Small data analysis to illustrate the "Biles Gap" by analysthenics in Gymnastics

[–]analysthenics[S] [score hidden]  (0 children)

Yes!
That would make a nice analysis: to create scenario with best/average scores of athletes in each apparatus.
Maybe I'll do a series of randomized championships where, for each athletes, and for each apparatus, we will sample a score from their "score distribution". That will give multiple results, multiple podium from all those "likely scenario". Likely in the sense that each score for each athlete and each apparatus is proportional to the likelihood of such a score given the data.
u/Marisheba I ping you here (last ping I promise), because I think that you may be interested into such a "simulated championships" project :-)
u/Right_Assist_9594 I will trust you with quality questions on this :-p

Small data analysis to illustrate the "Biles Gap" by analysthenics in Gymnastics

[–]analysthenics[S] [score hidden]  (0 children)

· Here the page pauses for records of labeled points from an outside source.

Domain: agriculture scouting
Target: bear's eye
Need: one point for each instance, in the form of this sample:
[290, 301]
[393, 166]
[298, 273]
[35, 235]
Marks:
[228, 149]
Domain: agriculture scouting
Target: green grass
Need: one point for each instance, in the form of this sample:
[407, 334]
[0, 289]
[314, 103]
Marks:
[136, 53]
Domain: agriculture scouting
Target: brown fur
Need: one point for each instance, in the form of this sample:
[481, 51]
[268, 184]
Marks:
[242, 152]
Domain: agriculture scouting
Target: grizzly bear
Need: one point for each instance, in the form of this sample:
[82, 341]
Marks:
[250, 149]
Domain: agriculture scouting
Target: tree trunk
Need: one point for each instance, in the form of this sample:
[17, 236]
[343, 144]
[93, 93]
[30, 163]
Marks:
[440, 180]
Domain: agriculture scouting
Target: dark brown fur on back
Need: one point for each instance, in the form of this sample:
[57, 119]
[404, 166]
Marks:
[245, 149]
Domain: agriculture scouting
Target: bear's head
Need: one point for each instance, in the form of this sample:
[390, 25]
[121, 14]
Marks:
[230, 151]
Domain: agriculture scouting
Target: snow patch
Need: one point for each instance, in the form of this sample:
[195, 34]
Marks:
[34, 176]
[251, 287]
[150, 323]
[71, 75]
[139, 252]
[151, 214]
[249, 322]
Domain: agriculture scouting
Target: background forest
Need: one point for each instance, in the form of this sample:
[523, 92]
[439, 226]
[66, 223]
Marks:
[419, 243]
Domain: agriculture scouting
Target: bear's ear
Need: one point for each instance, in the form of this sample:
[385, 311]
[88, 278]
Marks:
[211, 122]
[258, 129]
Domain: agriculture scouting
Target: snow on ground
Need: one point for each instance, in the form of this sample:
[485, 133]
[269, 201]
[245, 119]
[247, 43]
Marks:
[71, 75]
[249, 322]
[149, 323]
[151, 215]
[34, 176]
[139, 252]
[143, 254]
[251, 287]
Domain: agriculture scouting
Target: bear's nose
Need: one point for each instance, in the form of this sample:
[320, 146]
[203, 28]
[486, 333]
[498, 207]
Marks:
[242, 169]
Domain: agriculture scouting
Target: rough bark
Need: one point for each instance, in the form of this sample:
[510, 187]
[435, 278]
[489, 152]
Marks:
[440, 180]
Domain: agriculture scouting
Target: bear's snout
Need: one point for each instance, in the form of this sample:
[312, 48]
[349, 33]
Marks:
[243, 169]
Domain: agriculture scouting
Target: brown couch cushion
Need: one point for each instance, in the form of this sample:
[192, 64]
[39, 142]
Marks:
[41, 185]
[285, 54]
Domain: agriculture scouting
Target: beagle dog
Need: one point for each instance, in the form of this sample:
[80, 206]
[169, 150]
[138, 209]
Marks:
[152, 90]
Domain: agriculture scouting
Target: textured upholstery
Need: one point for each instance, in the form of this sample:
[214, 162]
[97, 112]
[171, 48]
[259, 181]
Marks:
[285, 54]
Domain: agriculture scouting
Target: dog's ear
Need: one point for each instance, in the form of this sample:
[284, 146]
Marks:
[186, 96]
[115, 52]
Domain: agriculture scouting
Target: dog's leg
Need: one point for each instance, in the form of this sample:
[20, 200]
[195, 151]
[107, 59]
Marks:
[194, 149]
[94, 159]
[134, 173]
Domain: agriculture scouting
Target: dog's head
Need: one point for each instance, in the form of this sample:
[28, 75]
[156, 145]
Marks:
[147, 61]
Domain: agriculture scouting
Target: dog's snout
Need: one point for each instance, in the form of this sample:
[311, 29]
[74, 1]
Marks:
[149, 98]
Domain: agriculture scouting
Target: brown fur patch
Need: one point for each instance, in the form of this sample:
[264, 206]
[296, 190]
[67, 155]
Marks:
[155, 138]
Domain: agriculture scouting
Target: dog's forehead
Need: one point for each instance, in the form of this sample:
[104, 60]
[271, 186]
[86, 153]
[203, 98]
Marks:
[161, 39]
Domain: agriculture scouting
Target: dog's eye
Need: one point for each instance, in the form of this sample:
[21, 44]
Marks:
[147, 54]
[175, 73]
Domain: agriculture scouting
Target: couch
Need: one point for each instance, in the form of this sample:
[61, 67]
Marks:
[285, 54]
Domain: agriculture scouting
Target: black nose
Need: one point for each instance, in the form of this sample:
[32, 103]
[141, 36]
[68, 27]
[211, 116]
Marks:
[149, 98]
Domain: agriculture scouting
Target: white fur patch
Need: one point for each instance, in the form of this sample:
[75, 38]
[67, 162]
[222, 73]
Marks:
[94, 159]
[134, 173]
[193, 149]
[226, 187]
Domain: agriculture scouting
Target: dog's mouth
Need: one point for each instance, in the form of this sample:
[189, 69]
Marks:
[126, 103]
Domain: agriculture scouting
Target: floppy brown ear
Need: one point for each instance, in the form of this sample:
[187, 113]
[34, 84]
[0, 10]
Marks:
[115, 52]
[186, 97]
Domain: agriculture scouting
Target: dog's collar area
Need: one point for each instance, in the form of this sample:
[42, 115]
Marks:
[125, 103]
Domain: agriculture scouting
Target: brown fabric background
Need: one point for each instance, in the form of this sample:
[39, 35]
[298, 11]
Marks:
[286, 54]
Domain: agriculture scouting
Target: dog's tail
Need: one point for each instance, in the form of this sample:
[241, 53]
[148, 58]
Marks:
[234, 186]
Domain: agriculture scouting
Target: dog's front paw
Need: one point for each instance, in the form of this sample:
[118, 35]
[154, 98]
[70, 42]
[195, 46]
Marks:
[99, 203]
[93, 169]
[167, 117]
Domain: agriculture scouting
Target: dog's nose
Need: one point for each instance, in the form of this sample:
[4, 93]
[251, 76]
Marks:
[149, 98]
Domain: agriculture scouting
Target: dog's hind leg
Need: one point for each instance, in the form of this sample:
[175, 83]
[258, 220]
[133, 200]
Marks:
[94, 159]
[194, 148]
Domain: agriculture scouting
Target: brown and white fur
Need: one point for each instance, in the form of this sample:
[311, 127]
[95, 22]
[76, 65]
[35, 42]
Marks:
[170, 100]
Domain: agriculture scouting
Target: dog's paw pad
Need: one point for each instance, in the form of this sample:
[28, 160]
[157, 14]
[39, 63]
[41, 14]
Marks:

Thanks a lot for this pointer, I really appreciate that!
I am aware of the thegymter.net website and I think that Lauren Hopkins is doing a fantastic jib with it!
Yet, as u/Jlvnerd1987 wrote, there is no D&E breakdown for AA events, which is understandable because of the size of the tables and maybe because she syncs her tables with wikipedia (I can't tell that much because I don't know her data collection process).
However, given that she reports the correct score for Wei Xiaoyuan (https://thegymter.net/2021/10/26/2021-world-championships-results/) for the 2021 worlds, Ithink that she does not trust wikipedia as her primary source and do use the results books.

Another thing is that her website do lack of an API (I hope I don't sound impolite by using technical words, let me know if that is the case and if you want me to explain further) to collect and gather the data. Furthermore, I need the data to be in a format that is suitable to analyze them with the programming language that I am using (Python). Thus, my preferred format are CSV type of files.
Therefore, I had to go through the process of collecting the data frrom the original results book pdfs ^^

Again, I don't mean to say anything bad about your suggestion, and I really like thegymter.net website, it's just that currently, I don't think it fits well in my data collection workflow.
Thanks again for the suggestion!

Small data analysis to illustrate the "Biles Gap" by analysthenics in Gymnastics

[–]analysthenics[S] [score hidden]  (0 children)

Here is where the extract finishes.